Myocardial T1-mapping bears promise for evaluation of numerous cardiomyopathies, but requires multiple breath-hold scans with conventional techniques. In this study we explored the acceleration potential of multi-band imaging for myocardial SAPPHIRE T1-mapping with 3-slice coverage in a single breath-hold. Three linear methods for slice and in-plane unaliasing were evaluated. Phantom studies confirmed the accuracy of the proposed T1-mapping method, and in-vivo evaluation has shown reliable image quality with 3-fold acceleration at the cost of 1.3 to 1.7-fold increased in-vivo variability. Smaller loss in-vivo precision was achieved using regularized methods, for the trade-off against increased inter-slice leakage.
Figure 1 shows the diagram of the proposed technique: A hybrid saturation/inversion-recovery SAPPHIRE T1-mapping sequence was used6 with FLASH imaging readout. Slice-selective excitation was performed on three frequencies to enable multi-band acquisition. The RF phase in each band was cycled to shift the slices in the acquired image, as proposed in CAIPIRINHA3. B1+ peak amplitude was minimized by adding an optimized constant RF phase for each band. To enable slice unaliasing, a 1-second reference scan was used to acquire low-resolution images (6x6 mm2) of 3 slices, during free-breathing and without ECG-gating.
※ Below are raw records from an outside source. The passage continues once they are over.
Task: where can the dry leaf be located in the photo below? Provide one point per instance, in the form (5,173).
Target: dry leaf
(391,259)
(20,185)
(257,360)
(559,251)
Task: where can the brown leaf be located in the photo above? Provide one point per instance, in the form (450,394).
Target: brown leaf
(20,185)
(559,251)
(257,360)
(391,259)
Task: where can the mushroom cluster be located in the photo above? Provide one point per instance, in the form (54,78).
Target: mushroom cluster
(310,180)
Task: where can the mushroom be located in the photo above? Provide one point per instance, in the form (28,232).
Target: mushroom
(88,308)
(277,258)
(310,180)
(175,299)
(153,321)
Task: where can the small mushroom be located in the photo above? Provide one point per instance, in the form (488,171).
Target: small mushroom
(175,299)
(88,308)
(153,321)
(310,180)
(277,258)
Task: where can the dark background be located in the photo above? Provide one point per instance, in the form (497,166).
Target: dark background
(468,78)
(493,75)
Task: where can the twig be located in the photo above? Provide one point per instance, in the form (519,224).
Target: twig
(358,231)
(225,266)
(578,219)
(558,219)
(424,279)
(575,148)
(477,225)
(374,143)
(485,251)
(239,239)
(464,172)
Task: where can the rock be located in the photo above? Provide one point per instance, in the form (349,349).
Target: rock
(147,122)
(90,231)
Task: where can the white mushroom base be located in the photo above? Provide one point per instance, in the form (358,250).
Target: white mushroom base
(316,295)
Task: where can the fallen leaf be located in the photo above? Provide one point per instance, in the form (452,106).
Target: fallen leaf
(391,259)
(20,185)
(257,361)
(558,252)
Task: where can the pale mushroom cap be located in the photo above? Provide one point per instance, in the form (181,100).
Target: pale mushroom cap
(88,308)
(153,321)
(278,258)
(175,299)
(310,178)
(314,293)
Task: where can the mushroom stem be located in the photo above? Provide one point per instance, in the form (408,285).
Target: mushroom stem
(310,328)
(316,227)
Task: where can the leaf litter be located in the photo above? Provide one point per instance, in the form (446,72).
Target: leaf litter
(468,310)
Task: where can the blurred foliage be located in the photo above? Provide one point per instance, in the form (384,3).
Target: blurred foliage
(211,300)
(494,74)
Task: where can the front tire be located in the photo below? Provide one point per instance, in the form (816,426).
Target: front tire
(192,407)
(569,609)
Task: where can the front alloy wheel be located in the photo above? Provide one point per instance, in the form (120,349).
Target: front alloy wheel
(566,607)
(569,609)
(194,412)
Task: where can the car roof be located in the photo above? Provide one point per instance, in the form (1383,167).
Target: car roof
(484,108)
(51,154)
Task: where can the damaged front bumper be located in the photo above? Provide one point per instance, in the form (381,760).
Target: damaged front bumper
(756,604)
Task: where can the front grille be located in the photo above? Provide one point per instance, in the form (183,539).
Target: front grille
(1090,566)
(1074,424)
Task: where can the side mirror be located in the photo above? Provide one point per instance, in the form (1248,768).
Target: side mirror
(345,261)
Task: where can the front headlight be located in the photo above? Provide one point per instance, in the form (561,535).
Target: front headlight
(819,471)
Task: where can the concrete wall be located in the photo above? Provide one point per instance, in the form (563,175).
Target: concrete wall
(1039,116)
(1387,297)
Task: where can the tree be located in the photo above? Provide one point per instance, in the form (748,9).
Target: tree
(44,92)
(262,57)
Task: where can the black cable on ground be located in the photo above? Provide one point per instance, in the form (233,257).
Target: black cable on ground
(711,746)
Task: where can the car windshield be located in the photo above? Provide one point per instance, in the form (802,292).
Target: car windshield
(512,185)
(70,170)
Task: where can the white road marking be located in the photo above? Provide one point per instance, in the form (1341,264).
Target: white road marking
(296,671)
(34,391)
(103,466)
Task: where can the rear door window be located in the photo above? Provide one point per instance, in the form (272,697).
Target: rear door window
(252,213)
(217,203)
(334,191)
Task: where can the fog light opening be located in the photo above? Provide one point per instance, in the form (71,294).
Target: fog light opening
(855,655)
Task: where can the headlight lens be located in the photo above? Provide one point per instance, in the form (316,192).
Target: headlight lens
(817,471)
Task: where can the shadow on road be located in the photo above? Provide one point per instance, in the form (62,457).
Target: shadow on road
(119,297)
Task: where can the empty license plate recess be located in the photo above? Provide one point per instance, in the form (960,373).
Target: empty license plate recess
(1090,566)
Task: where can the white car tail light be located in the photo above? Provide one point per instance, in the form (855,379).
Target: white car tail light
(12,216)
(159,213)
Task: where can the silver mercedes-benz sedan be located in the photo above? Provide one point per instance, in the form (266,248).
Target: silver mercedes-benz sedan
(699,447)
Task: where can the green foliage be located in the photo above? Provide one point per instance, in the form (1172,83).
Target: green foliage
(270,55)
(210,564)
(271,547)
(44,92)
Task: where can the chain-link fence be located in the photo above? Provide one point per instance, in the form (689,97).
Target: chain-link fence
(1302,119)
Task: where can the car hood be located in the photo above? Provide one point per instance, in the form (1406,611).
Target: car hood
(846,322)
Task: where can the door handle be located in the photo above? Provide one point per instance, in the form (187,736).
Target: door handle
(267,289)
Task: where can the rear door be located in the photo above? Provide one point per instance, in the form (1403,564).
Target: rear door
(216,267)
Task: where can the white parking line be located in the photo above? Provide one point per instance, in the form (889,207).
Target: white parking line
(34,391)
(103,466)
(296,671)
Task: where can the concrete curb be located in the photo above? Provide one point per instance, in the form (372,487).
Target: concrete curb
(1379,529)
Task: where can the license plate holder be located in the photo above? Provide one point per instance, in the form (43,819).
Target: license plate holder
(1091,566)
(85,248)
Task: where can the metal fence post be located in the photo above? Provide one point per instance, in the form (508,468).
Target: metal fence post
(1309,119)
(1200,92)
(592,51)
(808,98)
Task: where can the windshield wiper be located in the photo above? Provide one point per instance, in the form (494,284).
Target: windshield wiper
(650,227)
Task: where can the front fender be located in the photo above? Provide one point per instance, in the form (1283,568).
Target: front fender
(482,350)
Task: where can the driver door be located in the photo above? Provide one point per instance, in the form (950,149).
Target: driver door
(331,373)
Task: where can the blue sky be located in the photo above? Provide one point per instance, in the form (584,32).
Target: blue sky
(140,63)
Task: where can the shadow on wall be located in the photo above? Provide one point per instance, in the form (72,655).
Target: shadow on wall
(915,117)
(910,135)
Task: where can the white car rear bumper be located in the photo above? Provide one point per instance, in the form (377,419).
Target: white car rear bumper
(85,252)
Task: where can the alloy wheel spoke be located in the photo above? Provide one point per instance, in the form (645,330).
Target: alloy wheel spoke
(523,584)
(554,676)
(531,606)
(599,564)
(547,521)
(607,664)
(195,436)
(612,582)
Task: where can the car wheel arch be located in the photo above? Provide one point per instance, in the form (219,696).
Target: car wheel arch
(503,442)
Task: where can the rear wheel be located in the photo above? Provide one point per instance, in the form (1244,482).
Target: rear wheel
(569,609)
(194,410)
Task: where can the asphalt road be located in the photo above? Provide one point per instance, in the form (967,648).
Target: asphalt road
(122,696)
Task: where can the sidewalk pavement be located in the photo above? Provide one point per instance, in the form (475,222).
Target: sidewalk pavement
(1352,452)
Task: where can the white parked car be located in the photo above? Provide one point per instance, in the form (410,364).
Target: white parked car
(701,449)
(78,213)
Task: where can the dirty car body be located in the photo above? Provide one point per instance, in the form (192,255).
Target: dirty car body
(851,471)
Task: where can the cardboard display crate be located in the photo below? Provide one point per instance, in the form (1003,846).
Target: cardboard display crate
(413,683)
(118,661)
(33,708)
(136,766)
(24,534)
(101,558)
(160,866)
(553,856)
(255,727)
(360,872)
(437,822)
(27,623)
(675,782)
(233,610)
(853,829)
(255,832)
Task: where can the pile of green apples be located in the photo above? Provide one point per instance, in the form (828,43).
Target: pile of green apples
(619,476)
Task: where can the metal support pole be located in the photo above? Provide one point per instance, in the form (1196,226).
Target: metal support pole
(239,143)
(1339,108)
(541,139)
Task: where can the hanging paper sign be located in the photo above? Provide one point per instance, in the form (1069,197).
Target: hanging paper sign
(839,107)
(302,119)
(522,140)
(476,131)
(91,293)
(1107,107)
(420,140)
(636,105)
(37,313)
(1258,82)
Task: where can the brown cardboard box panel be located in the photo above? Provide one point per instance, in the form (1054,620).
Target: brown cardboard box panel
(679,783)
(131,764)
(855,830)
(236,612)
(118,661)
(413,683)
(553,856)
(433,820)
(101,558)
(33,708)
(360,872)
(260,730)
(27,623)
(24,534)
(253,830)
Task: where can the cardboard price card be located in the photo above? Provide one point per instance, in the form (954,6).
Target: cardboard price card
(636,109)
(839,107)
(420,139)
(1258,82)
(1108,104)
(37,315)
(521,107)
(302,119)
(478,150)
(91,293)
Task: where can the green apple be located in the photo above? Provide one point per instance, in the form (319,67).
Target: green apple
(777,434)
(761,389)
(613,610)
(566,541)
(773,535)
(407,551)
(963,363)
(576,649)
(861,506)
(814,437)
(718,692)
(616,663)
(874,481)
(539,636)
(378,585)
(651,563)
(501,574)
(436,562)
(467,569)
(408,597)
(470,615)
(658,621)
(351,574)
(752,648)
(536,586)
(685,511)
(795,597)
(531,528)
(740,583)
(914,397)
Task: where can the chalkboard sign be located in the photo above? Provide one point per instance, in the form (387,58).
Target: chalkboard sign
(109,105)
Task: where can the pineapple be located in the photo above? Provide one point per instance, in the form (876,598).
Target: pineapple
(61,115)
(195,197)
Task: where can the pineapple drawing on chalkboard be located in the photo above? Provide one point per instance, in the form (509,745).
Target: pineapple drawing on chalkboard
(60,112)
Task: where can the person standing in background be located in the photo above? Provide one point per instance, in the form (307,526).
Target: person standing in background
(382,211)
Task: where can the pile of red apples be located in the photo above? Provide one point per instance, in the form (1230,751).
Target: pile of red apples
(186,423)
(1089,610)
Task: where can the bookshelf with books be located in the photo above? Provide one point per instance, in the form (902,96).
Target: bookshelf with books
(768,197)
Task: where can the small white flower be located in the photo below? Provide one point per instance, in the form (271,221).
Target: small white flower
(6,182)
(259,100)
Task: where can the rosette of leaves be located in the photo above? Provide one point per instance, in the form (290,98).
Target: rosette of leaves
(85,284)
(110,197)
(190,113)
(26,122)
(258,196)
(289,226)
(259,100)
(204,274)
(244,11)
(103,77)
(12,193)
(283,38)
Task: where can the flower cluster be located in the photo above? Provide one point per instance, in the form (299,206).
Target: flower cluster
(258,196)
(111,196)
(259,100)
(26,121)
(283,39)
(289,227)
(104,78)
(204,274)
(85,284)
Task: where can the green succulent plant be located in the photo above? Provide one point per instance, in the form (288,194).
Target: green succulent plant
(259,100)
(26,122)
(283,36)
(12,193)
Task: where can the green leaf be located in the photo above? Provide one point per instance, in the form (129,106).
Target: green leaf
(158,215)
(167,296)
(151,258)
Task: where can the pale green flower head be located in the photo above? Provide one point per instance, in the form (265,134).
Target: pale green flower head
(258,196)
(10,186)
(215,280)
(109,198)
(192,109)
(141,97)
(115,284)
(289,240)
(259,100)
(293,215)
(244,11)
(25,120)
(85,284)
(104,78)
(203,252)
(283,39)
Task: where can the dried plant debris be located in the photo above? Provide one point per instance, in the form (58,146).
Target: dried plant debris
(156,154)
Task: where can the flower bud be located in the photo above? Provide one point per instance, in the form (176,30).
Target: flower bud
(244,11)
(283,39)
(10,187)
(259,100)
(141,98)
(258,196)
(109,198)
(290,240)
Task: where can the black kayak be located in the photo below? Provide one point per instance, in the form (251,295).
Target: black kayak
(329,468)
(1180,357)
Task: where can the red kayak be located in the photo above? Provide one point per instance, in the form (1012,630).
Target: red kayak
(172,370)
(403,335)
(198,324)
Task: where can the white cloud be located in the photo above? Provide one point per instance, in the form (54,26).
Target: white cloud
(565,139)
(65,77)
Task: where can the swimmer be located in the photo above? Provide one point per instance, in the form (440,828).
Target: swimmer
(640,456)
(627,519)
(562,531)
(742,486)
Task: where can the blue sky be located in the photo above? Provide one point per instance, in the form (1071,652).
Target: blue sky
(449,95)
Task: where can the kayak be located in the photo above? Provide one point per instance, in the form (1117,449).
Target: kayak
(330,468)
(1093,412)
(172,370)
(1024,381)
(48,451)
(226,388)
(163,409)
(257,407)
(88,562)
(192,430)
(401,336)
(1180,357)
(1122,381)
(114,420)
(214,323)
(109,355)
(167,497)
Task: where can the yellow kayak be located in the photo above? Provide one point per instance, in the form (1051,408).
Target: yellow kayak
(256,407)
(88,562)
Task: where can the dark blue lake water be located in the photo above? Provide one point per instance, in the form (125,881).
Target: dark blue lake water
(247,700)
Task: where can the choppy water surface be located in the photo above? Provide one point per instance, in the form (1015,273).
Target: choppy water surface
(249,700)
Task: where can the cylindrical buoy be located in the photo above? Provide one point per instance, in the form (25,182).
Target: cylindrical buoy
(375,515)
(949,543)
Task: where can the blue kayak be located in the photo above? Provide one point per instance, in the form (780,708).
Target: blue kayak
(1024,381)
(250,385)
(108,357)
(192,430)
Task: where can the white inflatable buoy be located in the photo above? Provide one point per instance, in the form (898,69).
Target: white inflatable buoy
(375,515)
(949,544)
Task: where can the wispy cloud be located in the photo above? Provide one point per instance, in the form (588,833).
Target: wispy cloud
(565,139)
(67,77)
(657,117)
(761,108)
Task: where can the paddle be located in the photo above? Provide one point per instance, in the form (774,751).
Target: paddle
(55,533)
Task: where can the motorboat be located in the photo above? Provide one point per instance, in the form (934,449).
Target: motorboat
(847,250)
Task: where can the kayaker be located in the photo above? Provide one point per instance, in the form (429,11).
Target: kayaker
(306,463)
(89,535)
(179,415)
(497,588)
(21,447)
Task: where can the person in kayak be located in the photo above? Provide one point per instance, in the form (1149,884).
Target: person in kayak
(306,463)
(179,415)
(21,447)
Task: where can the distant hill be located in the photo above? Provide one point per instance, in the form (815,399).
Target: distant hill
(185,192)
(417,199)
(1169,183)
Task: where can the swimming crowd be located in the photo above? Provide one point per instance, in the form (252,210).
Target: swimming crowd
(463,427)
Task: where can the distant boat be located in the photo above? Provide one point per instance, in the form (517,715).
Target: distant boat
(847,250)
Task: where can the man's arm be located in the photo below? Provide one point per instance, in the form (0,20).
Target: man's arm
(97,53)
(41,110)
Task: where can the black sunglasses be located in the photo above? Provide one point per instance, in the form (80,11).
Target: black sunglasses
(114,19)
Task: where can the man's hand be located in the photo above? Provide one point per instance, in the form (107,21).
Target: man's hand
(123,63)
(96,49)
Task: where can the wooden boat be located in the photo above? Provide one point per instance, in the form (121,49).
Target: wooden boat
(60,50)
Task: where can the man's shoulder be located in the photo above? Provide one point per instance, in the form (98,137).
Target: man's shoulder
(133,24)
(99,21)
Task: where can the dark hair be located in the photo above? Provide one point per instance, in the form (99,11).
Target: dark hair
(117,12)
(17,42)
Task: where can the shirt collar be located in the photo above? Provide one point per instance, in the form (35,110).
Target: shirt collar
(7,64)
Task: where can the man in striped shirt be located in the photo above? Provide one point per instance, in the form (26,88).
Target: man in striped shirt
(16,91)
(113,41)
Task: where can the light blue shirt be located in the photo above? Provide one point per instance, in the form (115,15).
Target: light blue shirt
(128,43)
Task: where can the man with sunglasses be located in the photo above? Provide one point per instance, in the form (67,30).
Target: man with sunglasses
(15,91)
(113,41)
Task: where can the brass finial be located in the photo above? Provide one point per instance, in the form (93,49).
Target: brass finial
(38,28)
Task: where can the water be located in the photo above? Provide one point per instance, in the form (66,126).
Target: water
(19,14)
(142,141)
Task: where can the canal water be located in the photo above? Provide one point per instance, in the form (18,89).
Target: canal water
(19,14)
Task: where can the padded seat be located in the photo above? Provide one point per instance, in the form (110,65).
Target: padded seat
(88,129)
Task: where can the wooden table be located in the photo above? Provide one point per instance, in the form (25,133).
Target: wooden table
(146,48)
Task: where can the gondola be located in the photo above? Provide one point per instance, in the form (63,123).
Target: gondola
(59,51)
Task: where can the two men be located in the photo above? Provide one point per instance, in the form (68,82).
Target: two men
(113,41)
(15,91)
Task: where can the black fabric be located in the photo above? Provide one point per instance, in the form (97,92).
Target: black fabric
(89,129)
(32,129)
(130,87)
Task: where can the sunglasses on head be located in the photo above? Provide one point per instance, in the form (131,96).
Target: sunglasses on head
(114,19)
All imaging was performed at 3T (Siemens Magnetom Prisma). Phantom images were acquired to confirm accurate T1-mapping with the proposed multi-band approach and to compare the T1-mapping precision to single-band imaging. In-vivo imaging was performed in six healthy subjects (6 male, 32±12 y/o). Single breath-hold MB SAPPHIRE was compared to a conventional single-band (SB) SAPPHIRE acquisition in three breath-holds. Both sequences shared the following imaging parameters: Uniform in-plane undersampling = 2, FOV 320x320mm2, resolution=2x2mm2, slice thickness=10mm, partial-Fourier=6/8, TR/TE/FA=4/2ms/10°.
Three reconstruction techniques were compared : 1) Multi-slice unaliasing (Fig. 1b) was performed using slice-GRAPPA7, followed by in-plane GRAPPA8, whose kernels were calibrated from the low resolution reference scan, with (5,5) and (5,4) kernels, respectively. The final images were generated using a coil-sensitivity weighted combination of individual coil images. 2) A CG-SENSE9 reconstruction for both slice and in-plane unaliasing. Coil-sensitivity maps for each band and each coil were generated from the reference scan. 3) The reconstruction in (2) with additional Tikhonov regularization10.
Subsequently, phase-sensitive fitting was performed on the final T1-weighted images to obtain T1-maps (Fig. 1b). Leakage maps were calculated using the respective MB reconstruction on spatially shifted SB images11. T1-time, precision and leakage in the myocardium were quantitatively analyzed according to the AHA 16-segment model.
The proposed technique enables acquisition of myocardial T1-maps with coverage of the 16 AHA-segments in a single breath-hold. More than 3-fold savings in acquisition time is achieved, at a loss of T1-precision of 1.3 to 1.7-fold. The position of the heart at end-expiration is known to be subject to major variations even in healthy volunteers. Hence, T1-map acquisition of three short-axis slices in separate breath-holds provides potentially non-equidistant coverage with bias towards basal or apical T1-times. As all slices are acquired simultaneously in MB T1-mapping, equidistant and uniform coverage of the left-ventricle is ensured in a short-axis stack scan with the proposed technique.
Multi-band imaging suffers from decreased SNR due to unfavorable coil geometry in cardiac applications. Our results show that regularized reconstructions reduce this noise amplification, albeit with increased inter-slice leakage, primarily from subcutaneous fat from the chest or back. To further reduce leakage, fat saturation can be applied as previously proposed for other T1-mapping methods12. Nonlinear reconstruction techniques with appropriate regularization can also be utilized for further removal of artifacts due to noise and leakage. However these were not explored in the current study.